How can it benefit your business?
- Identify your strengths. Improving on and using your strengths is where you will spend 70% of your time as a business. A SWOT analysis can help you figure out what those strengths are so you can lean into them and make sure you’re working to improve on them.
- Identify your core competencies. Basically, figure out what you’re good at and what gives you a competitive advantage over the competition.
- Find your flaws. To improve, you have to figure out what your weaknesses are. Determining your flaws allows you to make improvements.
- Brainstorm and plan. Completing a SWOT analysis will help you make business decisions. Once you understand your company’s position, you can come up with ideas to maximize your strengths and improve in your weak areas.
How to complete a SWOT analysis
Think of a SWOT analysis like a matrix divided into four quadrants. There are four categories: strengths, weaknesses, opportunities and threats. Let’s break down each category.
Strengths. This is an internal analysis of your business as a whole. Basically, figuring out what you’re good at. Here are some questions you can answer to help you identify your strengths.
- What are your skills?
- What experience do you have?
- What do you do well?
- What expert/specialized knowledge or talent do you have?
Weaknesses. This is the second internal analysis of your business. This helps you identify what could potentially hurt your progress. Here are questions to answer to help you identify your weaknesses.
- What resources do you lack?
- What parts of your business aren’t very profitable?
- In what areas do you need to improve?
- Where do you need to further your education/experience?
Opportunities. Identifying opportunities involves looking at the external environment in which your business exists. Here are some examples of opportunities.
- A developing market
- A market segment vacated by an unsuccessful competitor
- Mergers, joint ventures, strategic alliances
Threats. Threats are negative external factors. These are things you can’t necessarily control, but could negatively affect your business. Here are some examples of threats.

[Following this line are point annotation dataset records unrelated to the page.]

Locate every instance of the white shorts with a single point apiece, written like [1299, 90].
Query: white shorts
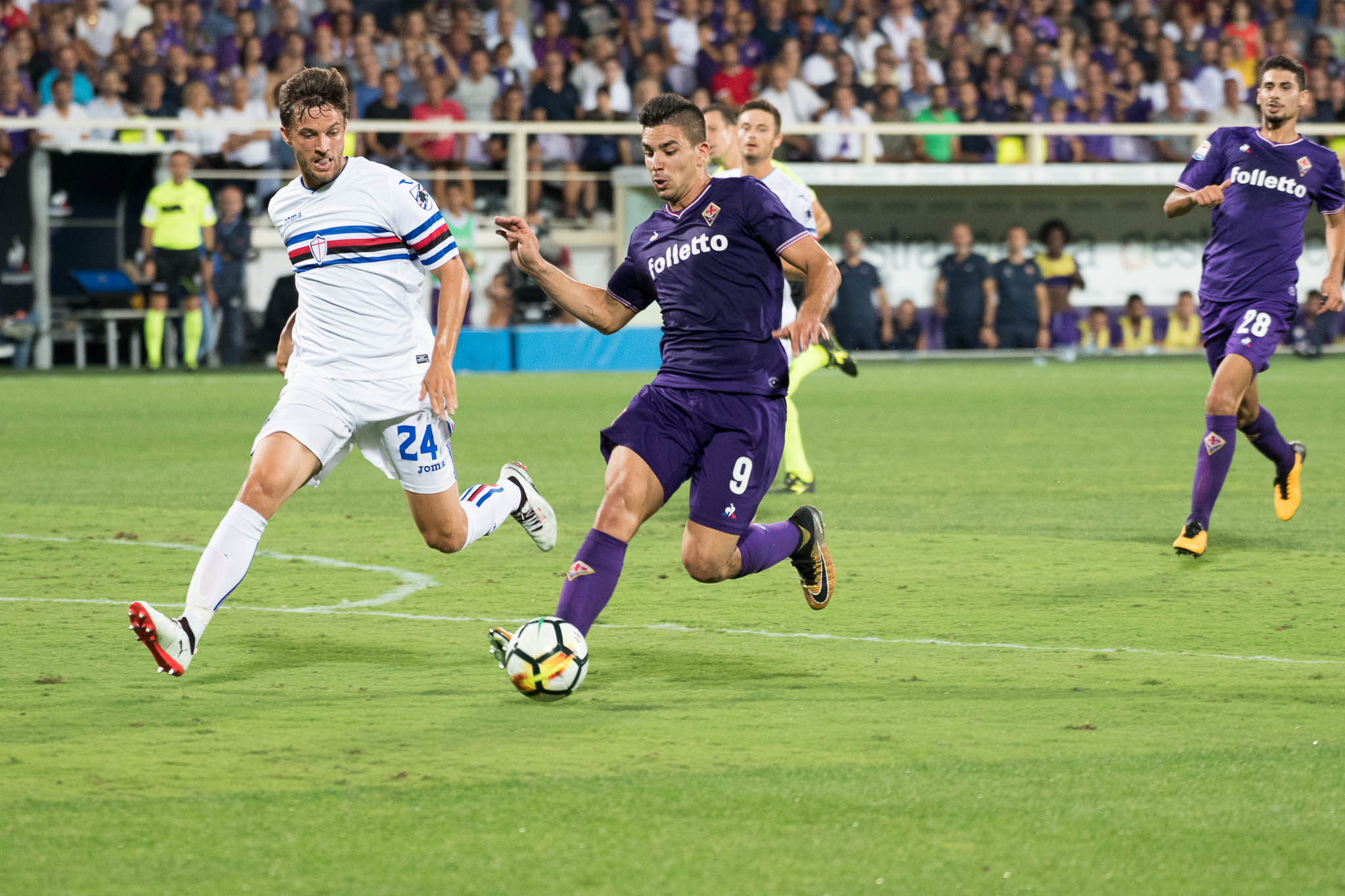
[395, 429]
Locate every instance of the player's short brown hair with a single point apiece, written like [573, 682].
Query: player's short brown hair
[1283, 64]
[310, 89]
[677, 110]
[762, 105]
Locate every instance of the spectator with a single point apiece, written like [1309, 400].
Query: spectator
[820, 68]
[965, 295]
[233, 246]
[938, 147]
[244, 150]
[553, 95]
[1095, 333]
[721, 133]
[1174, 147]
[907, 335]
[1137, 328]
[66, 66]
[553, 152]
[847, 78]
[1061, 274]
[795, 100]
[853, 320]
[18, 328]
[478, 92]
[837, 144]
[1183, 324]
[864, 42]
[12, 105]
[1023, 314]
[889, 109]
[973, 147]
[108, 104]
[62, 106]
[200, 125]
[602, 152]
[734, 82]
[439, 151]
[1313, 328]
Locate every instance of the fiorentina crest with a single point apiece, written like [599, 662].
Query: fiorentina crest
[577, 570]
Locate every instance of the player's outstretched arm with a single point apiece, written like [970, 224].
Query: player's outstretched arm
[590, 304]
[440, 383]
[1183, 200]
[821, 281]
[287, 343]
[1332, 300]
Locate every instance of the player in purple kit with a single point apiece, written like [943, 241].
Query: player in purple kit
[715, 413]
[1259, 183]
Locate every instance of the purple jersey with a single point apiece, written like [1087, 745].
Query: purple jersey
[715, 270]
[1258, 232]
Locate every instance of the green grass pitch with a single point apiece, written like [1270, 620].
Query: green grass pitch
[970, 508]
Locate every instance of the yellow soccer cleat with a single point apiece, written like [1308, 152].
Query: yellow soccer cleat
[1192, 539]
[1287, 490]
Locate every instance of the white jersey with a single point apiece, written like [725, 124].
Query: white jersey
[361, 247]
[798, 199]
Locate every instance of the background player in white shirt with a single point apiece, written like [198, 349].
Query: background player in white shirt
[361, 362]
[759, 137]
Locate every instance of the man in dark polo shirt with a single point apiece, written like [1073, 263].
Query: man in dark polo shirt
[853, 322]
[386, 146]
[965, 295]
[1023, 316]
[554, 93]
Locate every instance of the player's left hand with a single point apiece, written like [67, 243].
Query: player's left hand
[1332, 300]
[441, 389]
[803, 332]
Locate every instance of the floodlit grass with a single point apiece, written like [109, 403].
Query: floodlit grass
[969, 504]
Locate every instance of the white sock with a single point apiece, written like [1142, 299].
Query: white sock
[223, 565]
[487, 507]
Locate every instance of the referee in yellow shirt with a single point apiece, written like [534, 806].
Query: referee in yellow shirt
[178, 222]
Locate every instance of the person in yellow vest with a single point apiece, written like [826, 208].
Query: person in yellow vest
[1095, 332]
[1137, 327]
[1183, 324]
[178, 222]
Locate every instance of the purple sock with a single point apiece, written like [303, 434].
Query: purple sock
[1212, 463]
[592, 580]
[764, 545]
[1266, 437]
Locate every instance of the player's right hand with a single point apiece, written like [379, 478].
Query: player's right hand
[1208, 196]
[522, 242]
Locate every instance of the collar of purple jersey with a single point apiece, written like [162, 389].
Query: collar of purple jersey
[689, 206]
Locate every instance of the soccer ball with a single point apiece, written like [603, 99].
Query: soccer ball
[546, 658]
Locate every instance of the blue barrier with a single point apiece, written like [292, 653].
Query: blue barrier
[557, 349]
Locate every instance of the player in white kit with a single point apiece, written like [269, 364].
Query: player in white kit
[759, 136]
[361, 363]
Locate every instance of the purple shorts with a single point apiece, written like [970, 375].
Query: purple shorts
[728, 445]
[1250, 327]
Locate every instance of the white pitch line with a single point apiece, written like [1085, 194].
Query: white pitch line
[413, 582]
[673, 626]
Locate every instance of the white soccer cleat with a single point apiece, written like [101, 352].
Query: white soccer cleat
[537, 517]
[499, 644]
[169, 641]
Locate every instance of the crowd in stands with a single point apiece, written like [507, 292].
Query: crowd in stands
[830, 61]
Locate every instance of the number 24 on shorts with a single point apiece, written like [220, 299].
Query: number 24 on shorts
[428, 445]
[1256, 322]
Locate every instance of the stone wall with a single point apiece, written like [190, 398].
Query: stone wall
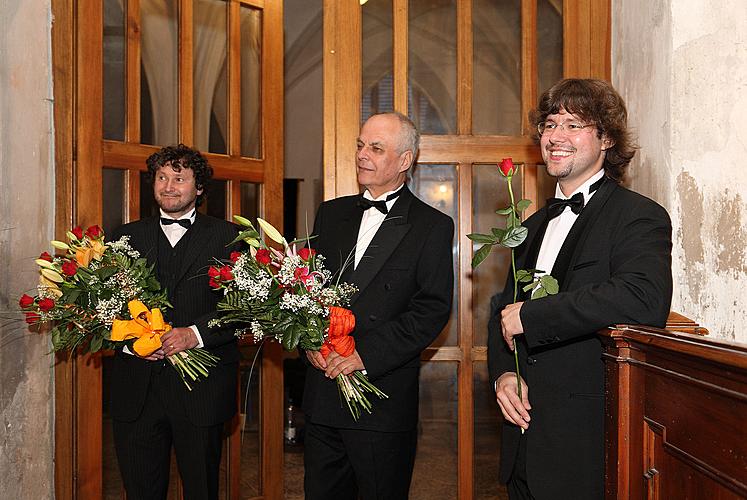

- A new competitor in your home market
- Price war with competitor
- Taxation on your product or service
- Competitor has new, innovative product or service.
Remember, even if two people conduct a SWOT analysis on the same exact business, they will likely be different. SWOT analyses are subjective. Because of their subjectivity, you should not rely solely on SWOT analysis to help with strategic planning. Incorporating one into your regular strategic planning activities can help you come up with effective strategies to grow your business.